Don’t look a gift horse in the mouth

As Yasuko came out of the procession and into Usonia, she had a huge smile on her face as she waved her honking certificate. I was as excited as she was, I had my video at the ready, I was on tenterhooks trying to pick her out from the crowd, but when the big moment came we wound up with one of the less impressive videos ever filmed in LA:


Having lived abroad for many years, I know that there is something different about being an alien and being a citizen.
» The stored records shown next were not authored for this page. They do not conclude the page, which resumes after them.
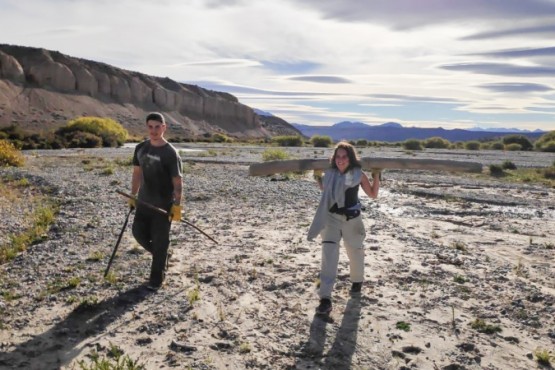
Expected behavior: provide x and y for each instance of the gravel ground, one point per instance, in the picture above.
(442, 252)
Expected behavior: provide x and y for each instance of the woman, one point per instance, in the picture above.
(338, 216)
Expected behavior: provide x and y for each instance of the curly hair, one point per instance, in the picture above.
(354, 161)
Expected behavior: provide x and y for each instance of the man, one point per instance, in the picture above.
(157, 180)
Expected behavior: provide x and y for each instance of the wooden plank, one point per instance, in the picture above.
(368, 163)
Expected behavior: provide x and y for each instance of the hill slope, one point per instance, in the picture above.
(41, 89)
(392, 132)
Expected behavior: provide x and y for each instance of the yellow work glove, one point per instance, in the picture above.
(175, 213)
(318, 175)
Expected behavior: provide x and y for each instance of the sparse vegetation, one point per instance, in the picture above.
(412, 144)
(402, 325)
(513, 147)
(437, 143)
(508, 165)
(274, 154)
(10, 156)
(221, 138)
(546, 143)
(292, 140)
(115, 360)
(92, 132)
(482, 327)
(523, 142)
(321, 141)
(543, 356)
(472, 145)
(41, 218)
(496, 170)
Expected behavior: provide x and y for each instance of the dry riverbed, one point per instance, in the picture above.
(459, 272)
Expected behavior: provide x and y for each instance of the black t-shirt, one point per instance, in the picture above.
(159, 164)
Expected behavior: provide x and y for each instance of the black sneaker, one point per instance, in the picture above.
(356, 288)
(153, 286)
(325, 306)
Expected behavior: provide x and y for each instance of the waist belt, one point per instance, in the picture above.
(349, 213)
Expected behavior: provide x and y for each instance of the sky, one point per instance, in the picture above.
(421, 63)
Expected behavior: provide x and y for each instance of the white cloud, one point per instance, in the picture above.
(321, 61)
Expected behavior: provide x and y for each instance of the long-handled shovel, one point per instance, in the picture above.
(117, 243)
(165, 213)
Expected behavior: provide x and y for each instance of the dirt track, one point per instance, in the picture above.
(442, 251)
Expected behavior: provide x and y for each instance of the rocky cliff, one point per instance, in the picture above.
(42, 89)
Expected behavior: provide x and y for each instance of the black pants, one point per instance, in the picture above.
(152, 232)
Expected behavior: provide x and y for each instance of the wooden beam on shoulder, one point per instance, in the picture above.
(368, 163)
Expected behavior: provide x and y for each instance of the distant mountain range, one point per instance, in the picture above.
(393, 131)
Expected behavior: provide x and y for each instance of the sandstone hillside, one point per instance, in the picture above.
(42, 89)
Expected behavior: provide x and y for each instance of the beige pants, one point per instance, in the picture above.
(352, 232)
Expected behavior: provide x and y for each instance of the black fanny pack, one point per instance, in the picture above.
(349, 213)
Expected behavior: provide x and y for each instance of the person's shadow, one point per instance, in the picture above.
(59, 345)
(341, 353)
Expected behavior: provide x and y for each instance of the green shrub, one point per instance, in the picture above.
(513, 147)
(221, 138)
(522, 140)
(472, 145)
(437, 142)
(291, 140)
(547, 146)
(362, 142)
(496, 170)
(81, 139)
(321, 141)
(546, 143)
(274, 155)
(549, 173)
(112, 133)
(508, 165)
(412, 144)
(10, 155)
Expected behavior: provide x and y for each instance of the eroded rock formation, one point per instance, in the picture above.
(57, 87)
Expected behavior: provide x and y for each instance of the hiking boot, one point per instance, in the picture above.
(356, 288)
(325, 306)
(153, 286)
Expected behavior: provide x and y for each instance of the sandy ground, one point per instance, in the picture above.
(442, 252)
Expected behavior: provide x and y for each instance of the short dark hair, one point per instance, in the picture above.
(155, 116)
(354, 161)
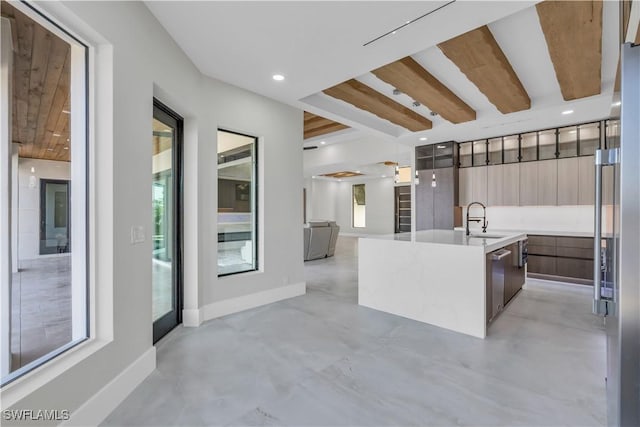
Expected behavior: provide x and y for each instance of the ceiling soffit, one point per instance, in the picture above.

And unlike Japan and Austria, where citizenship confers rights without admission to the culture, in Usonia there is a remarkable degree of belonging once you become naturalized.
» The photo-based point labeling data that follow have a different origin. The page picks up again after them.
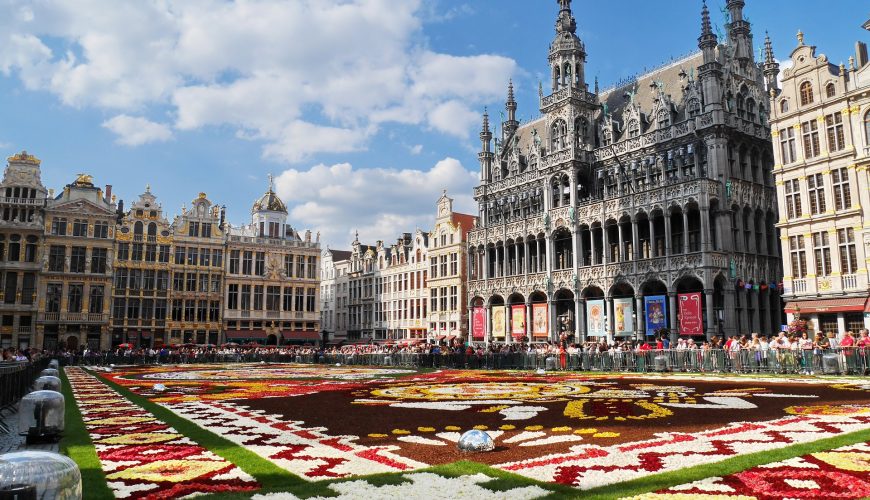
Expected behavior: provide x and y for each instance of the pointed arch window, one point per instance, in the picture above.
(694, 108)
(558, 135)
(633, 129)
(806, 92)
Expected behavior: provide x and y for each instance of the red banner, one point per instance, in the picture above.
(540, 321)
(691, 316)
(518, 321)
(478, 323)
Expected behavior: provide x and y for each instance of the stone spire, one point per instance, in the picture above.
(485, 156)
(510, 126)
(567, 53)
(771, 67)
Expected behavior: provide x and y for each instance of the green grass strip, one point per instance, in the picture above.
(76, 444)
(656, 482)
(269, 475)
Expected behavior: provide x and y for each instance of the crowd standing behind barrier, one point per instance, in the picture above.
(752, 354)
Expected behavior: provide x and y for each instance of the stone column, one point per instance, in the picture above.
(640, 324)
(635, 241)
(711, 314)
(667, 233)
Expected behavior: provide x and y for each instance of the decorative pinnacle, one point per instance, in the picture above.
(706, 28)
(768, 49)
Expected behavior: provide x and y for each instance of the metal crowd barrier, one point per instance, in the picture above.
(16, 379)
(843, 361)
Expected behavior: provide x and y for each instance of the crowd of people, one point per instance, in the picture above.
(745, 353)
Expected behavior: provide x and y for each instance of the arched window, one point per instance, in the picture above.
(806, 93)
(694, 108)
(750, 109)
(633, 128)
(664, 119)
(558, 133)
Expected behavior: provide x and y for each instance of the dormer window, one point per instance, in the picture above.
(633, 129)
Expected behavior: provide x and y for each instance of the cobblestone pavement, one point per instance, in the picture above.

Similar to everywhere else, there is also something that comes over you when you discard your old passport and trade it in for new nationality. Perhaps that something is no more profound than a feeling like you can’t be driven away at the whim of a despot, that whatever tiny stake you’ve claimed, it is yours and at least nominally backed by rule of law.

Over the decades, the topic of citizenship often arose between us, and Yasuko always deferred to later. In a way, there’s something powerful to be said for well considered decisions not made on the spur of the moment. Trading in Japanese nationality for a Usonian one isn’t like giving up your Syrian passport.

Japan has health care, education, peace, no military worth mentioning, a robust economy, the world’s biggest uncontained nuclear disaster, and Pocky. Usonia has Pocky (imported from Japan), none of those other things, and a car “culture.”

Yet for all its faults, Usonia also has things that no other country can boast: Telo, Flog, the Donut Ride, and NPR. Some things are indeed worth the sacrifice. Welcome to Usonia, kid. We’re glad to have ya.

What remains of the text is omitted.